On Wed, Jul 24, 2013 at 11:20 AM, Subramanya Sastry ssastry@wikimedia.orgwrote:
On 07/24/2013 09:58 AM, Roan Kattouw wrote:
There are a few things I wish it tested, but they're mostly about how it tests things rather than what data is collected. For instance, it would be nice if the round-trip tests could round-trip from wikitext to HTML *string* and back, rather than to HTML *DOM* and back. This would help catch cases where the DOM doesn't cleanly round-trip through the HTML parser (foster-parenting for instance). It may be that this is already implemented, or that it was considered and rejected, I don't know.
Yes, we've considered this for a while now. Just not done yet since we haven't had a chance to work on the testing infrastructure in over 6 months till now.

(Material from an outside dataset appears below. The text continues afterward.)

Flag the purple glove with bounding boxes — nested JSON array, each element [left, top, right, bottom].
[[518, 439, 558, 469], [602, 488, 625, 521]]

For what it's worth, both the DOM serialization-to-a-string and DOM parsing-from-a-string are done with the domino package. It has a substantial test suite of its own (originally from http://www.w3.org/html/wg/wiki/Testing I believe). So although the above is probably worth doing as a low-priority task, it's really a test of the third-party library, not of Parsoid. (Although, since I'm a co-maintainer of domino, I'd be very interested in fixing any bugs which it did turn up.)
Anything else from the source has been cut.